Apache Hive is a data warehouse infrastructure built on top of Hadoop which allows querying and managing large datasets residing in distributed storage. It provides an SQL-like language called as HiveQL with schema on read and transparently converts queries to map reduce, tez or spark jobs. All these execution engines run on Hadoop YARN. The HiveQL language also allows traditional map/reduce programmers simple extensions for plugging in custom mappers and reducers when it is inconvenient or inefficient to express this logic in HiveQL.
Some of the features of Hive are –
- It provides indexes to accelerate queries, including bitmap indexing.

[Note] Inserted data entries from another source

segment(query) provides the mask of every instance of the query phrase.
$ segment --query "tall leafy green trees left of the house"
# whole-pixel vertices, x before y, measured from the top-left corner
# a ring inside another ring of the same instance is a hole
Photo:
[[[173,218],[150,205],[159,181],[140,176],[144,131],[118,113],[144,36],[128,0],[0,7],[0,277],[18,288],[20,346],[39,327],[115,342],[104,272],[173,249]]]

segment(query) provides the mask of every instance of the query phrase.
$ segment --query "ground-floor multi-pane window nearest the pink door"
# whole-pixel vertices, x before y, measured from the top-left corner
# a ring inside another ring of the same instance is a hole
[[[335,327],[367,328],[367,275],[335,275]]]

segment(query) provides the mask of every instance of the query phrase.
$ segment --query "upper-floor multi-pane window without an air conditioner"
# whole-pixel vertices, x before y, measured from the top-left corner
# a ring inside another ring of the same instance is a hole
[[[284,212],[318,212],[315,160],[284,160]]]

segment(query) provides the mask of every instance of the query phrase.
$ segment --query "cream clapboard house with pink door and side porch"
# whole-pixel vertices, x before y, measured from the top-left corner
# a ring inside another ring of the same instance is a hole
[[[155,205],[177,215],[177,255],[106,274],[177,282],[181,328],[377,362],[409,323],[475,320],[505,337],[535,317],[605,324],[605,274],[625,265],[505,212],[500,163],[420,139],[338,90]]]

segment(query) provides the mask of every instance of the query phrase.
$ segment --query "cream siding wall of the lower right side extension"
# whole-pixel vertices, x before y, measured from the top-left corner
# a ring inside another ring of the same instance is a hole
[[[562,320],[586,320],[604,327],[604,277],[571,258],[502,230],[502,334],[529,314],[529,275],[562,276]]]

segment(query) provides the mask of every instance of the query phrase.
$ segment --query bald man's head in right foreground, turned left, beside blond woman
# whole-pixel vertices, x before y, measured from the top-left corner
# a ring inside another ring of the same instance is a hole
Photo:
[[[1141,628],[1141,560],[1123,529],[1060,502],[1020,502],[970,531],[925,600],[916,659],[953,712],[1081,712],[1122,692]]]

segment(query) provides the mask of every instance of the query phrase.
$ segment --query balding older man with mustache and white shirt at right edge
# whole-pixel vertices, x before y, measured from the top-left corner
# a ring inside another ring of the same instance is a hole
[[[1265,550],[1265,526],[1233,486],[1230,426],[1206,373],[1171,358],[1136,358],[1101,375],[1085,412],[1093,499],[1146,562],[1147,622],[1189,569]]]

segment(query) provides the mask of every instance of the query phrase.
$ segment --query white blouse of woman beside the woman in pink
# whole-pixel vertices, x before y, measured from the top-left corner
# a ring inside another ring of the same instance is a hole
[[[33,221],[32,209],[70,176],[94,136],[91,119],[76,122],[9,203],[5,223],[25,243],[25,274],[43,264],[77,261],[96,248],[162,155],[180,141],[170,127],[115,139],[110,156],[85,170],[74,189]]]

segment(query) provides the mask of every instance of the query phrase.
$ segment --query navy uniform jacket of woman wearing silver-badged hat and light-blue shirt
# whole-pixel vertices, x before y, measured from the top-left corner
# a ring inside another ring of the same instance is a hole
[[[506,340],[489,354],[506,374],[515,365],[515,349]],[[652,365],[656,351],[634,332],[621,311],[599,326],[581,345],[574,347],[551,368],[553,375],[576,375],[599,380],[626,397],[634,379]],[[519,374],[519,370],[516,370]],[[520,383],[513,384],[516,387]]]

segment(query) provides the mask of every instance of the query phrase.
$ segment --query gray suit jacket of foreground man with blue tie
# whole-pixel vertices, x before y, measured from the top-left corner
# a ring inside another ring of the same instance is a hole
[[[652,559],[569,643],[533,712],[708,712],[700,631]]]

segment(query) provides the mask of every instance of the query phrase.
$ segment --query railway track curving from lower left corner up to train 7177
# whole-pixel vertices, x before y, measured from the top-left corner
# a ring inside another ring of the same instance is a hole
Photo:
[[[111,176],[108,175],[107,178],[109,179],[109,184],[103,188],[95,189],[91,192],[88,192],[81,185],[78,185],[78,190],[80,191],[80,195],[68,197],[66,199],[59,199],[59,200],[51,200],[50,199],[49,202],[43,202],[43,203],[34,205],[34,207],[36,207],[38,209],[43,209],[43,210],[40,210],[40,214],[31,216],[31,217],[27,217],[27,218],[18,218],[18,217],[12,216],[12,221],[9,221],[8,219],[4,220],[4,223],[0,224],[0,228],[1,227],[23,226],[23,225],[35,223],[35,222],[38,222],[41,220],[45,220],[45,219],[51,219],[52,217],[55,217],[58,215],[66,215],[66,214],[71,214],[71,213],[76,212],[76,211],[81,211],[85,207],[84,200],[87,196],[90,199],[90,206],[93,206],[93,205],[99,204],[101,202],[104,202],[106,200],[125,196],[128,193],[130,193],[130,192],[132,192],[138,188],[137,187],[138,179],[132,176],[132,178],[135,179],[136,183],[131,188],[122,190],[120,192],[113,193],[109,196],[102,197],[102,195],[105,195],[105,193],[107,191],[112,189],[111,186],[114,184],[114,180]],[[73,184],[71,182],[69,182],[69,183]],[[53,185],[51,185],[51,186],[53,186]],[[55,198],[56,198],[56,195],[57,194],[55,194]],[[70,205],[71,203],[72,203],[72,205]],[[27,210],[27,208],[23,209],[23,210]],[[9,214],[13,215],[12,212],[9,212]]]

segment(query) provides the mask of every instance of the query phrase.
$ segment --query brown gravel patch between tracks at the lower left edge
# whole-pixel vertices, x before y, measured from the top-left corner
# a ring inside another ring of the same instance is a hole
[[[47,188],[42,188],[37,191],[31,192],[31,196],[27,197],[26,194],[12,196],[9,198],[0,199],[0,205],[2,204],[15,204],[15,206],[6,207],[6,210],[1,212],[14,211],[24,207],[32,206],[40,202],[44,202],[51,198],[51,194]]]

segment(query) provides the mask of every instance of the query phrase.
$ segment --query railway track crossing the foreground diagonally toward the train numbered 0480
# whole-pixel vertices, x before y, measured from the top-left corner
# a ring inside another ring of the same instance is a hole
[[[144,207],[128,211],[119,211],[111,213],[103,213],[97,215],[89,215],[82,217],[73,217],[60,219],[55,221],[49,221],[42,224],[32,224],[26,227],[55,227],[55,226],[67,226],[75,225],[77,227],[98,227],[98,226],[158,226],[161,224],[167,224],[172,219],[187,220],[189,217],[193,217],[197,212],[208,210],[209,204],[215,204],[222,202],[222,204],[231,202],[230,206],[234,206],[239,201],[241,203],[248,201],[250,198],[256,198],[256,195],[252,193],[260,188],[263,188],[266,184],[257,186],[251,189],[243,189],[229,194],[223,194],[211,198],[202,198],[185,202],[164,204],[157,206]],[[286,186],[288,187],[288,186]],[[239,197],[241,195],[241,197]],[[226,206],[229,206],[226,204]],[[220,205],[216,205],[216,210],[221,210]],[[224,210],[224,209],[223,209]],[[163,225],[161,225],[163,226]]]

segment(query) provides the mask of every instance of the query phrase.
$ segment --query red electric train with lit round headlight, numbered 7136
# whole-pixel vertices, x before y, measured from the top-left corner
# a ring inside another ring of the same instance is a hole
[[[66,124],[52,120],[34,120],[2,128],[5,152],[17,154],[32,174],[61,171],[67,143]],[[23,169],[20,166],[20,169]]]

- It supports different storage types – pain text, RCFile, HBase, ORC etc.
- It operates on compressed data stored on HDFS.
- Built-in functions which has date, string and other data operations.
- It allows users to write their own functionality using User Defined Functions (UDFs).
- Like traditional databases, Hive has database and tables.
- The tables in Hive are similar to the table in a relational database and data units are organized from larger to more granular units. Databases have tables which are made up of partitions.
- Within a particular database, data in the tables is serialized and each table has a corresponding Hadoop Distributed File System (HDFS) directory. Each table can be sub-divided into partitions that determine how data is distributed within sub-directories of the table directory. Data within partitions can be further broken down into buckets.
- Hive supports all the common primitive data formats such as BIGINT, BINARY, BOOLEAN, CHAR, DECIMAL, DOUBLE, FLOAT, INT, SMALLINT, STRING, TIMESTAMP, and TINYINT. In addition, analysts can combine primitive data types to form complex data types, such as structs, maps and arrays.
- Hive supports overwriting or appending data.
- Hive is scalable and extensible.
- It works with traditional data integration and data analytics tools.
- The queries are fast even over large data sets.